Tribune. Qui sont les créanciers de la France ? La question peut paraître anodine ; elle ne l’est pas. Il est quasi impossible de répondre aujourd’hui à cette question. Pourquoi n’y a-t-il pas d’information au Parlement sur ce sujet ? Pourquoi les ministres de Bercy, quand on leur pose la question, bottent-ils en touche ? Les retraités du secteur public ont le droit de savoir qui paye leurs pensions. Nos millions d’agents publics ont le droit de savoir par quelles banques centrales étrangères leurs salaires sont payés.

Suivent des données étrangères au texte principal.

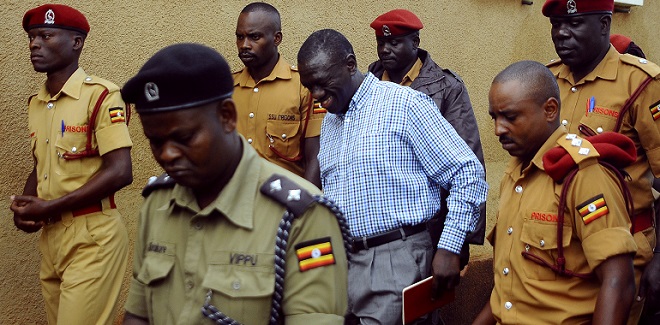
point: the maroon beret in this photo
(553, 8)
(396, 23)
(55, 16)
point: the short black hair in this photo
(329, 41)
(267, 8)
(537, 80)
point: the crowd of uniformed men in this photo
(237, 229)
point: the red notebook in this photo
(417, 300)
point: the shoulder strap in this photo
(154, 183)
(629, 103)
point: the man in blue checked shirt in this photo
(386, 152)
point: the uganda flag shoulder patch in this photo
(314, 253)
(655, 111)
(117, 115)
(318, 109)
(593, 209)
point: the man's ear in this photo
(351, 63)
(605, 24)
(416, 41)
(226, 112)
(278, 38)
(551, 109)
(78, 41)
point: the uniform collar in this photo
(71, 88)
(607, 69)
(236, 201)
(282, 70)
(551, 142)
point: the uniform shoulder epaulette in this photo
(578, 148)
(645, 65)
(30, 98)
(94, 80)
(155, 183)
(454, 74)
(553, 62)
(285, 191)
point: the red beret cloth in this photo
(620, 42)
(553, 8)
(396, 23)
(55, 16)
(614, 148)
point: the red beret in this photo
(55, 16)
(553, 8)
(396, 23)
(620, 42)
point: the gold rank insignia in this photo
(655, 111)
(318, 109)
(314, 253)
(117, 115)
(593, 209)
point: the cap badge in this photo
(294, 195)
(151, 91)
(571, 6)
(386, 31)
(49, 17)
(275, 186)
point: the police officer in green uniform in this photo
(224, 236)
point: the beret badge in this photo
(49, 17)
(386, 31)
(151, 92)
(571, 7)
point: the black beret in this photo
(179, 76)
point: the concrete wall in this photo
(476, 38)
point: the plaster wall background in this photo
(475, 38)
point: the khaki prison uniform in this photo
(528, 293)
(85, 255)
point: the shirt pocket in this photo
(153, 274)
(540, 239)
(284, 139)
(243, 293)
(596, 123)
(70, 144)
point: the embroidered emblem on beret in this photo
(655, 111)
(314, 253)
(593, 209)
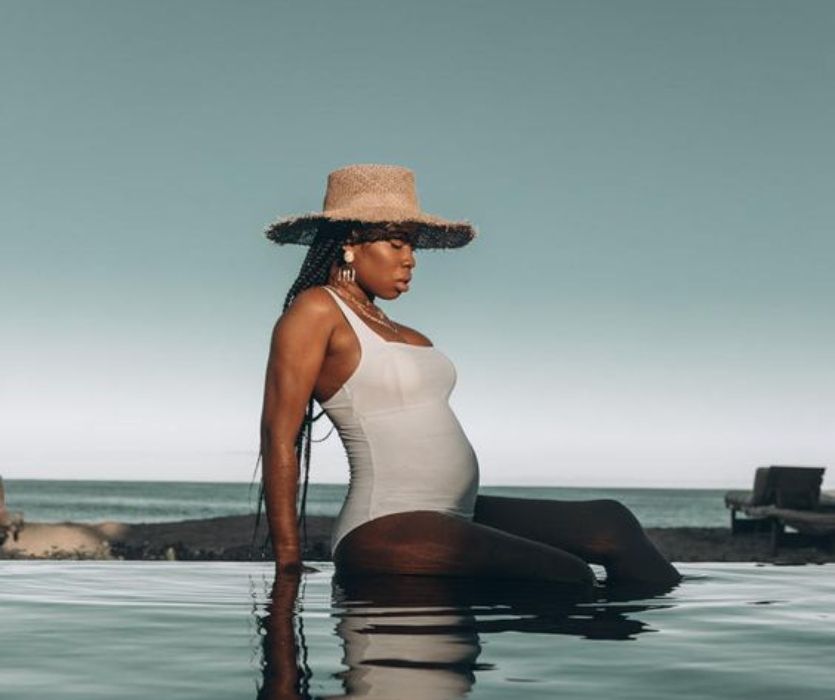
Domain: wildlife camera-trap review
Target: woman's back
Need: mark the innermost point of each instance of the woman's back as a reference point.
(406, 449)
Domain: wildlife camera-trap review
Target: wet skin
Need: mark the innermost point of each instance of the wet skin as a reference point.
(314, 351)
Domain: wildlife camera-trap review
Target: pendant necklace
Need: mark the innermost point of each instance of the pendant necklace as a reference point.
(365, 309)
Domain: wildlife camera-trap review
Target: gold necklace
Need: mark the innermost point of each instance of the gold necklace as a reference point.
(364, 307)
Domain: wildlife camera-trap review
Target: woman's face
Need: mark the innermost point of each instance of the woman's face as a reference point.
(384, 268)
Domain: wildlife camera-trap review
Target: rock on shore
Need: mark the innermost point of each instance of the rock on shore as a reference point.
(230, 539)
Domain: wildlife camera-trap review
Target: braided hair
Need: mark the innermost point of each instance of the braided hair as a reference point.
(315, 271)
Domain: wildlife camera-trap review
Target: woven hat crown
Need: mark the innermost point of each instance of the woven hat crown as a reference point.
(364, 194)
(372, 187)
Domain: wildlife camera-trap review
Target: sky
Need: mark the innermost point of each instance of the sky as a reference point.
(648, 301)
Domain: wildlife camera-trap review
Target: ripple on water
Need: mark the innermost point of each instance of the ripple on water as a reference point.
(188, 630)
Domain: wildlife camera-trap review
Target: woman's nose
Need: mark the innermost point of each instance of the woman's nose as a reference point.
(410, 258)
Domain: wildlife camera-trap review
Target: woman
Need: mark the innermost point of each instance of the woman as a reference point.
(412, 505)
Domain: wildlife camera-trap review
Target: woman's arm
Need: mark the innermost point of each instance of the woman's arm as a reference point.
(297, 351)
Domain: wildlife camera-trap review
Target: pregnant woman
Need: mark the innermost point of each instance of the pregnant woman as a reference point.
(413, 505)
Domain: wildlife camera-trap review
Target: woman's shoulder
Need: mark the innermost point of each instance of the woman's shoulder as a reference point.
(311, 304)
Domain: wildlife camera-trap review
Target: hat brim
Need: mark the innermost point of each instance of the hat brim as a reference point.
(430, 231)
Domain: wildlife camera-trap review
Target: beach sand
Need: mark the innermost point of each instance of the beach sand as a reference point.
(229, 538)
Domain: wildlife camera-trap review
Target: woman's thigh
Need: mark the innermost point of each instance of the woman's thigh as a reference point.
(593, 530)
(436, 544)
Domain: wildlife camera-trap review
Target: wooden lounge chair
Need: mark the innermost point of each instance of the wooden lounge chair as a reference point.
(10, 523)
(785, 496)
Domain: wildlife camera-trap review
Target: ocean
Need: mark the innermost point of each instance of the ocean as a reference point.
(158, 501)
(186, 630)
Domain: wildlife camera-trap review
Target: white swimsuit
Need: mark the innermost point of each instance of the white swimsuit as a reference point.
(405, 447)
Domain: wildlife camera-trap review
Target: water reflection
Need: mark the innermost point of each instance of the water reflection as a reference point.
(418, 637)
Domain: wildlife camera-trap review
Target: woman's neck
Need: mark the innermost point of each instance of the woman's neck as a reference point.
(354, 290)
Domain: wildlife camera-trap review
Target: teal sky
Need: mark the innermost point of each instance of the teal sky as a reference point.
(649, 301)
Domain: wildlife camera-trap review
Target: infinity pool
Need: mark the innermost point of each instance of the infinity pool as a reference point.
(208, 630)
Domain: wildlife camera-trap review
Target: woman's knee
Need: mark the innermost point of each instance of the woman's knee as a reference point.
(615, 513)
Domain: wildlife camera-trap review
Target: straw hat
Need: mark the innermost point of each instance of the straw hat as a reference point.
(365, 194)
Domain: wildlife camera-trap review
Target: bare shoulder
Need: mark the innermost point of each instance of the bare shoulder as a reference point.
(311, 308)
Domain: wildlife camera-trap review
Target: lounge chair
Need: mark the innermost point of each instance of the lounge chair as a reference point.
(785, 496)
(10, 523)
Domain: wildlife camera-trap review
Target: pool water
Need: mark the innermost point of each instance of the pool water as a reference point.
(210, 630)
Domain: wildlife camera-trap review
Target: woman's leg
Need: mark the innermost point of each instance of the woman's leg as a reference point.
(435, 544)
(601, 532)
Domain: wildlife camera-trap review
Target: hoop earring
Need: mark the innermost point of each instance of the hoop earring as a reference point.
(346, 272)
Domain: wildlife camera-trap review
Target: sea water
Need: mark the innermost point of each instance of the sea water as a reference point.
(206, 630)
(157, 501)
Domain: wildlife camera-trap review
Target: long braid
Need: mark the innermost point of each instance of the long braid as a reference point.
(314, 271)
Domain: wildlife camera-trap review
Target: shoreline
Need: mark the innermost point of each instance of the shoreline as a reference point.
(228, 539)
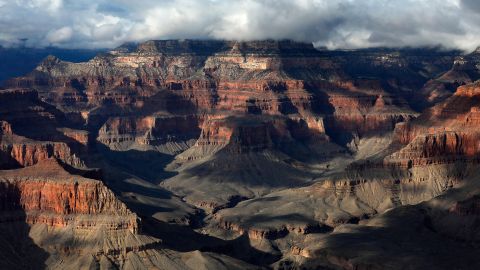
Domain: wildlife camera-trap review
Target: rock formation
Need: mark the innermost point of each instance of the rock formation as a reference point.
(242, 155)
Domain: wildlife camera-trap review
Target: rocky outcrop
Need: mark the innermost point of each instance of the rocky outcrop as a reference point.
(446, 133)
(174, 133)
(49, 195)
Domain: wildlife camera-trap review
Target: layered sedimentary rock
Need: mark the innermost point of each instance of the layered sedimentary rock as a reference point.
(446, 133)
(278, 153)
(169, 133)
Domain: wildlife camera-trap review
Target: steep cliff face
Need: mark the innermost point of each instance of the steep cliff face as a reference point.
(167, 133)
(258, 77)
(49, 195)
(284, 146)
(17, 151)
(443, 134)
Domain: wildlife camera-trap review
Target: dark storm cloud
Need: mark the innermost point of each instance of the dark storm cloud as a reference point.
(342, 23)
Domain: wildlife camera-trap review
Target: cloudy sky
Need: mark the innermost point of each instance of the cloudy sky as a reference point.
(331, 23)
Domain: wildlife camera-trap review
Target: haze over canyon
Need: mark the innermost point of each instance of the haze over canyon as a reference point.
(239, 134)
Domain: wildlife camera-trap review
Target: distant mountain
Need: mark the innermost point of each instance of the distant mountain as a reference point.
(19, 61)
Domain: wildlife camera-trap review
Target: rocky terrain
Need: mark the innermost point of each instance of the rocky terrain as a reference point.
(191, 154)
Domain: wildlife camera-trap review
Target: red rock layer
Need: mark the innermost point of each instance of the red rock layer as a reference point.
(443, 134)
(49, 195)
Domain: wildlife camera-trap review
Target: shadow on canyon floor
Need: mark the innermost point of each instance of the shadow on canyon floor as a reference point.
(185, 239)
(17, 249)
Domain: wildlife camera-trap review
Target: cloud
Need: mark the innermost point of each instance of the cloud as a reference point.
(331, 23)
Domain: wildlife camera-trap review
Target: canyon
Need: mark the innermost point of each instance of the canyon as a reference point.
(205, 154)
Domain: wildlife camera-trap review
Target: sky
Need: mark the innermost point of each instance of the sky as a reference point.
(330, 23)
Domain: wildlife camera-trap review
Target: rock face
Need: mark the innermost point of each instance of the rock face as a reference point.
(49, 195)
(446, 133)
(269, 154)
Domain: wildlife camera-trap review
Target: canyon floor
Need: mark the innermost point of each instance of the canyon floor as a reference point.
(191, 154)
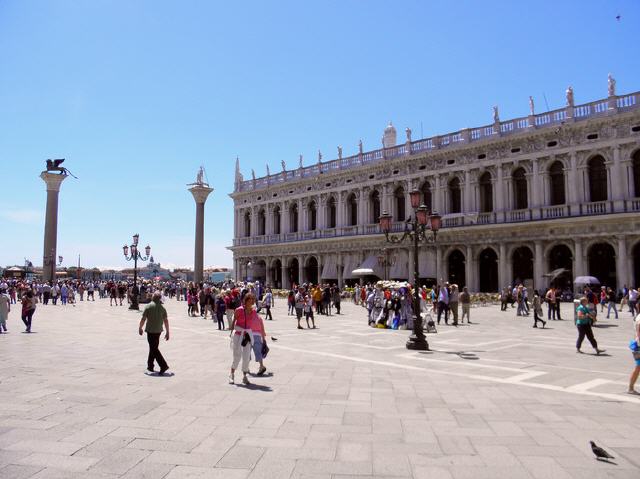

Les Français pensent que la Banque centrale européenne (BCE) achète toute la dette émise par la France. Ils se trompent car, sur les 400 milliards d’euros environ de dette publique émis par an par la France en 2020 et 2021, la BCE n’en rachète qu’environ la moitié. Une très large part nous est prêtée par le reste du monde.
Le dernier chiffre publié en septembre par l’Agence France Trésor est de 49,5 % de la dette publique française négociable détenue par des non-résidents. Mais selon le ministre des comptes publics, dans une intervention dans l’hémicycle de l’Assemblée nationale, le 22 mars, les investisseurs étrangers « représentent toujours 65 % des détenteurs de la dette française une fois retraité cet effet d’optique lié à la politique monétaire de la BCE ».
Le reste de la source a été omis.